Erosional control of the kinematics and geometry of fold‐and‐thrust belts imaged in a physical and numerical sandbox

Abstract

We investigate the effect of systematically varying erosion intensity (K) on the geometry and kinematics of fold‐and‐thrust belts modeled using equivalent conditions in physical and numerical experiments. Similar material properties and boundary conditions were used to compare numerical experiments to those modeled in the sandbox using an erosion rule that removes mass from the scaled sand wedges according to rates expected from bedrock fluvial incision. The geometry of both modeling approaches is quantitatively compared with that expected from analytical theory. The fold‐and‐thrust belt growth rate is inversely proportional to K and is well predicted by theory, except for the high erosion case, in which both the numerical and the experimental sandbox grows supercritically. A direct relationship exists between the erosion intensity and the number of fore‐shear bands and shear strain magnitude. The number of fore‐shear bands decreases, and their strain increases with erosion intensity. The results indicate that realistic and mechanistic erosion rules can be applied to physical experiments to model mass removal, and this approach opens up the possibility of calibrating strain history to erosion intensities for predictions in natural settings.

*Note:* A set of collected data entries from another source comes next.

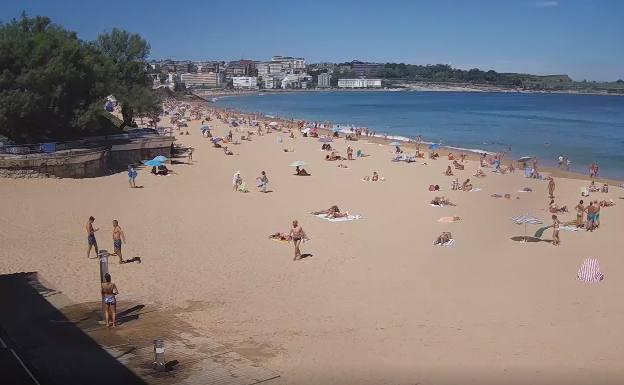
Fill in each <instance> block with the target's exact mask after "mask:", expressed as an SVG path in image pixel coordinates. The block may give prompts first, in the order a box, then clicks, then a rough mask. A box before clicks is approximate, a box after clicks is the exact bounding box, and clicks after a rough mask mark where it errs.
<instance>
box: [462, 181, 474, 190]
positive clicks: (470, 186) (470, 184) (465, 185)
mask: <svg viewBox="0 0 624 385" xmlns="http://www.w3.org/2000/svg"><path fill="white" fill-rule="evenodd" d="M460 190H462V191H470V190H472V183H470V179H466V180H465V181H464V183H462V185H461V187H460Z"/></svg>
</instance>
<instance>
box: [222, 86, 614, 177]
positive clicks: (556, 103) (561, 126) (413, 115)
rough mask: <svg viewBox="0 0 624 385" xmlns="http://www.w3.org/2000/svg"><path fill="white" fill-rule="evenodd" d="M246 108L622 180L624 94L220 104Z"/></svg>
mask: <svg viewBox="0 0 624 385" xmlns="http://www.w3.org/2000/svg"><path fill="white" fill-rule="evenodd" d="M218 104H219V105H221V106H225V107H230V108H235V109H238V110H243V111H254V112H261V113H264V114H268V115H273V116H279V117H286V118H298V119H306V120H319V121H324V120H329V121H331V122H333V123H334V124H341V125H342V124H353V125H356V126H363V127H369V128H370V129H372V130H374V131H376V132H378V133H387V134H389V135H400V136H406V137H412V138H413V137H415V136H417V135H421V136H422V137H423V138H424V139H425V140H427V141H432V142H437V141H439V140H441V141H442V143H443V144H445V145H449V146H457V147H461V148H469V149H475V150H485V151H501V150H504V149H507V148H508V147H509V146H511V149H512V155H513V156H515V157H520V156H525V155H531V156H537V157H539V158H540V160H541V163H542V164H550V165H552V164H554V162H555V161H556V158H557V157H558V156H559V154H564V155H565V156H568V157H569V158H570V159H571V161H572V168H573V169H574V170H575V171H580V172H583V173H586V172H587V166H588V164H589V163H591V162H592V161H596V162H598V163H599V164H600V167H601V174H602V175H603V176H609V177H615V178H623V177H624V96H602V95H568V94H516V93H470V92H301V93H279V94H272V93H267V94H264V95H248V96H238V97H228V98H223V99H220V100H219V102H218Z"/></svg>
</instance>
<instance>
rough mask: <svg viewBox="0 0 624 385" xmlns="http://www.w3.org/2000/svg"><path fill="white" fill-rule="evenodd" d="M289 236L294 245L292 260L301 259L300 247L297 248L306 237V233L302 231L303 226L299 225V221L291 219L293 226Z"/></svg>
mask: <svg viewBox="0 0 624 385" xmlns="http://www.w3.org/2000/svg"><path fill="white" fill-rule="evenodd" d="M290 237H291V239H292V240H293V244H294V245H295V258H294V259H293V261H296V260H297V259H301V249H300V248H299V246H300V245H301V242H303V241H304V240H307V239H308V237H307V235H306V233H305V232H304V231H303V227H301V226H300V225H299V221H297V220H296V219H295V220H294V221H293V227H292V229H291V230H290Z"/></svg>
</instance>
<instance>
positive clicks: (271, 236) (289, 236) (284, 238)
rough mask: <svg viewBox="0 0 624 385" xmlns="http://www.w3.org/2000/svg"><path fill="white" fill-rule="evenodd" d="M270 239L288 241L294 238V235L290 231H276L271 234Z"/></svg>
mask: <svg viewBox="0 0 624 385" xmlns="http://www.w3.org/2000/svg"><path fill="white" fill-rule="evenodd" d="M269 239H277V240H278V241H288V242H290V241H291V240H292V237H291V236H290V234H288V233H275V234H271V235H269Z"/></svg>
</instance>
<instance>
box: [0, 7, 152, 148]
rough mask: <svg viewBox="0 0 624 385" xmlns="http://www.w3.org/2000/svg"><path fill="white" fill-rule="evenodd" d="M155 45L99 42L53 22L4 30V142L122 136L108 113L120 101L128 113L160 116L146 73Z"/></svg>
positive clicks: (0, 54) (98, 41)
mask: <svg viewBox="0 0 624 385" xmlns="http://www.w3.org/2000/svg"><path fill="white" fill-rule="evenodd" d="M148 54H149V45H148V44H147V43H146V42H145V41H144V40H142V39H141V38H140V36H138V35H132V34H129V33H127V32H125V31H119V30H113V31H112V32H111V33H109V34H104V35H102V36H100V37H99V38H98V40H97V41H96V42H85V41H82V40H80V39H78V37H77V36H76V33H74V32H71V31H68V30H66V29H64V28H63V27H61V26H59V25H56V24H54V23H52V21H51V20H50V19H49V18H47V17H42V16H36V17H32V18H29V17H27V16H26V15H22V17H21V18H20V19H13V20H11V21H10V22H8V23H5V24H2V23H0V134H3V135H6V136H7V137H9V138H10V139H12V140H15V141H16V142H20V143H25V142H32V141H40V140H69V139H74V138H79V137H83V136H86V135H93V134H100V133H108V132H113V131H115V130H118V128H117V127H115V126H114V125H112V123H111V121H110V119H108V117H107V113H106V112H105V111H104V108H103V106H104V102H105V98H106V96H108V95H110V94H113V95H115V96H116V97H117V99H118V100H120V101H121V102H122V105H123V106H124V108H125V109H126V110H127V111H126V113H125V114H124V122H125V123H126V124H130V123H131V122H132V119H133V116H134V115H135V114H145V115H149V114H150V113H151V112H153V111H154V110H158V109H159V108H160V105H159V103H158V102H157V99H156V98H155V96H154V95H153V94H152V93H151V87H150V81H149V77H148V76H147V75H146V73H145V59H146V58H147V55H148Z"/></svg>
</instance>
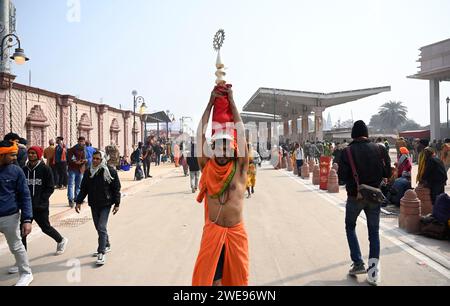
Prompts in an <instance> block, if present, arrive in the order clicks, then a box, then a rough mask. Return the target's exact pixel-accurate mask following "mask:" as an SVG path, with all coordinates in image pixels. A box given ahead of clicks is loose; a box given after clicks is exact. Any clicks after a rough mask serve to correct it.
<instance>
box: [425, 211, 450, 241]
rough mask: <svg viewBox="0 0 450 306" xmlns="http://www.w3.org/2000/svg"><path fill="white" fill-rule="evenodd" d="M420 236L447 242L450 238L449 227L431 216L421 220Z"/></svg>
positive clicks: (428, 215)
mask: <svg viewBox="0 0 450 306" xmlns="http://www.w3.org/2000/svg"><path fill="white" fill-rule="evenodd" d="M420 234H421V235H423V236H426V237H429V238H434V239H438V240H446V239H448V238H449V229H448V225H447V224H446V223H443V222H439V221H438V220H437V219H436V218H434V217H433V216H432V215H431V214H429V215H427V216H425V217H422V218H421V219H420Z"/></svg>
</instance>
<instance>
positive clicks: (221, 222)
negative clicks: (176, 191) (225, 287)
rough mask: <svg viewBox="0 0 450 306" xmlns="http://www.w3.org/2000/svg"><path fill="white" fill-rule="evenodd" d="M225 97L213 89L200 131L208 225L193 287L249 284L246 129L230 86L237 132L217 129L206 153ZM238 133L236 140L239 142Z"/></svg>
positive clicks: (205, 208)
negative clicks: (205, 145) (245, 205)
mask: <svg viewBox="0 0 450 306" xmlns="http://www.w3.org/2000/svg"><path fill="white" fill-rule="evenodd" d="M220 95H221V93H217V92H216V91H213V93H212V95H211V99H210V101H209V104H208V106H207V108H206V110H205V112H204V114H203V117H202V121H201V122H200V126H199V129H198V130H197V136H198V139H201V140H202V141H199V142H198V144H197V150H196V151H197V152H200V156H199V157H198V161H199V165H200V167H201V169H202V178H201V180H200V193H199V196H198V198H197V201H198V202H200V203H201V202H202V201H204V203H205V204H204V205H205V226H204V228H203V237H202V242H201V246H200V252H199V255H198V258H197V262H196V264H195V268H194V274H193V277H192V285H193V286H212V285H214V286H222V285H224V286H247V285H248V275H249V263H248V240H247V233H246V231H245V227H244V223H243V220H242V219H243V218H242V217H243V204H244V193H245V190H246V183H247V170H248V149H247V146H246V141H245V132H244V125H243V123H242V119H241V116H240V114H239V112H238V110H237V108H236V105H235V103H234V100H233V92H232V90H231V88H229V89H228V92H227V95H228V99H229V101H230V108H231V110H232V112H233V118H234V119H233V120H234V129H231V130H228V131H215V132H216V133H215V134H214V136H213V146H212V147H213V150H214V154H209V152H204V148H205V147H206V146H205V143H206V138H205V133H204V131H206V127H207V125H208V121H209V118H210V115H211V110H212V107H213V105H214V101H215V99H216V97H218V96H220ZM235 131H237V139H235V138H234V135H235ZM210 155H212V156H210ZM209 156H210V157H209Z"/></svg>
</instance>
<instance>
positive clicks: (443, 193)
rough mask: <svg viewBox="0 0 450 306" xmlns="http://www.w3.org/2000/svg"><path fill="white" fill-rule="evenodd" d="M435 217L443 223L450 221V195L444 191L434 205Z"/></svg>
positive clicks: (433, 206)
mask: <svg viewBox="0 0 450 306" xmlns="http://www.w3.org/2000/svg"><path fill="white" fill-rule="evenodd" d="M433 217H434V218H436V220H438V221H439V222H441V223H446V224H447V223H448V222H449V221H450V197H449V196H448V194H446V193H443V194H441V195H440V196H438V198H437V200H436V204H434V206H433Z"/></svg>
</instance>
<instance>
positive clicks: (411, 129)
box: [399, 119, 423, 131]
mask: <svg viewBox="0 0 450 306" xmlns="http://www.w3.org/2000/svg"><path fill="white" fill-rule="evenodd" d="M420 129H423V127H422V126H421V125H420V124H418V123H417V122H415V121H414V120H413V119H408V120H406V122H405V123H404V124H402V126H401V127H400V128H399V130H400V131H415V130H420Z"/></svg>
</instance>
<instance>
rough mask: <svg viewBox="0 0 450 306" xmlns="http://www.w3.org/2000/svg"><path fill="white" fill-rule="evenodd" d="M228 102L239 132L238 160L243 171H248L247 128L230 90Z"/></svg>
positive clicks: (237, 134) (229, 92) (231, 89)
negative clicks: (242, 119)
mask: <svg viewBox="0 0 450 306" xmlns="http://www.w3.org/2000/svg"><path fill="white" fill-rule="evenodd" d="M228 100H229V101H230V107H231V111H232V112H233V119H234V126H235V128H236V131H237V139H236V142H237V147H238V160H239V164H240V165H241V166H242V168H241V169H242V171H245V172H246V171H247V168H248V156H249V153H248V146H247V140H246V138H245V127H244V122H243V121H242V118H241V114H240V113H239V111H238V109H237V107H236V103H235V102H234V97H233V91H232V89H231V88H230V89H229V90H228Z"/></svg>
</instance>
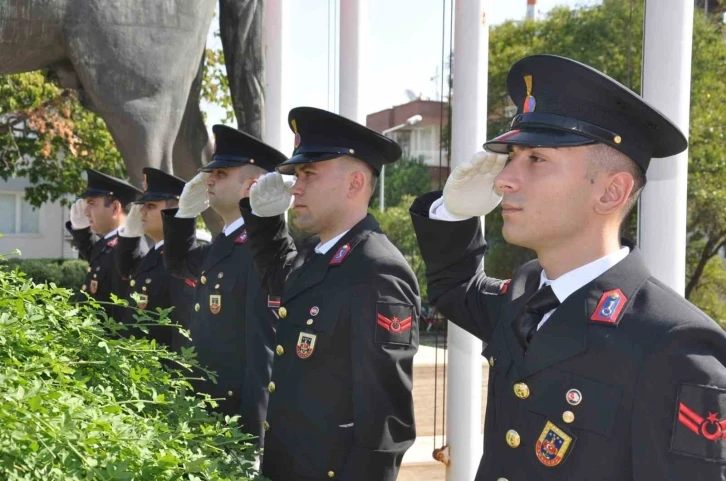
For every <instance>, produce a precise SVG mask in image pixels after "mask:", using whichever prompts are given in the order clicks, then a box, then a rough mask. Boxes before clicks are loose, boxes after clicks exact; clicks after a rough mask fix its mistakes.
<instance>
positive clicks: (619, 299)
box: [590, 289, 628, 326]
mask: <svg viewBox="0 0 726 481" xmlns="http://www.w3.org/2000/svg"><path fill="white" fill-rule="evenodd" d="M627 302H628V299H627V298H626V297H625V294H623V291H621V290H620V289H615V290H612V291H608V292H605V293H604V294H603V295H602V297H601V298H600V302H598V304H597V308H596V309H595V312H593V313H592V316H590V320H591V321H593V322H602V323H603V324H611V325H613V326H616V325H617V324H618V322H620V314H621V313H622V312H623V308H624V307H625V304H626V303H627Z"/></svg>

Quantitative comparisons between the physical and numerical sandbox experiments indicate that deformation style and geometry of the thrust‐and‐fold belts are similar when identical rheologies and boundary conditions are used. This benchmarking suggests that numerical experiments realistically model conditions observed in the simple, cohesionless rheologies commonly employed in sandbox experiments. This suggests that numerical simulation may reliably model experimental deformation in geological situations that are difficult to represent in scaled experiments because of the different scales and rheologies of natural orogenic wedges.